Our next chart lays out which verticals are seeing an unusually high level of deals in Europe. As you can see, areas like virtual reality and travel are seeing comparatively more deals in Europe than other sectors. Could these be Europe’s boom verticals?
Our final chart uses a quadrant to compare, vertical by vertical, the volume of deals being done globally with the volume being done in Europe. In the very top right, you have the kinds of early-stage tech businesses that are hot globally and also seeing a high level of deals in Europe.
At the bottom right you have the kinds of early-stage tech businesses that are hot globally, but are seeing comparatively less deal activity in Europe, so these verticals might be where Europe is not doing as well in terms of producing attractive early-stage tech companies.

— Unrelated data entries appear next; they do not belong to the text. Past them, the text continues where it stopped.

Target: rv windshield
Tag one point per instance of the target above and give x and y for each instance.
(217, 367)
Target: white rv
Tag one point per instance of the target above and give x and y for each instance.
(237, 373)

Much of what see in the top right seems to belong there. Banking, hospitality, retail, food and beverage are industries where Europe enjoys historical breadth and depth, and that are being disrupted in Europe by new tech companies, including Nutmeg, JustEat, The Hut or Pact. It makes sense that people who understand these markets are rewriting the rules in Europe, both as entrepreneurs and as investors.
Also in the top right is software development. This is, of course, strong in the U.S., but Europe has an impressive history in the open-source movement and churns out many software engineers and computer scientists. Europe’s commercial track record doesn’t match that of the U.S. in software development, though, so investing in Europe in this vertical could be a riskier move.
Crowdfunding is an interesting one; some European states have friendlier regulation on this than the U.S., which could mean advantages for European crowdfunding companies over their counterparts in the U.S.
Some of the verticals in the bottom right – where Europe seems to be missing out on global investment momentum – could be there for reasons that one can understand, but others are puzzling. Network/hosting/infrastructure are core Internet services, perhaps with larger communities of experts in the U.S. than in Europe.
However, insurance is an industry that has its historical roots in the U.K., and the country is still home to key markets and players in the sector. And given the prominence of Paris, Milan and London in the fashion business, should more European fashion startups be getting funded? In addition, given Europe’s nationwide health services, why isn’t it creating more health tech companies? This is where VCs can start digging for opportunities that have been overlooked.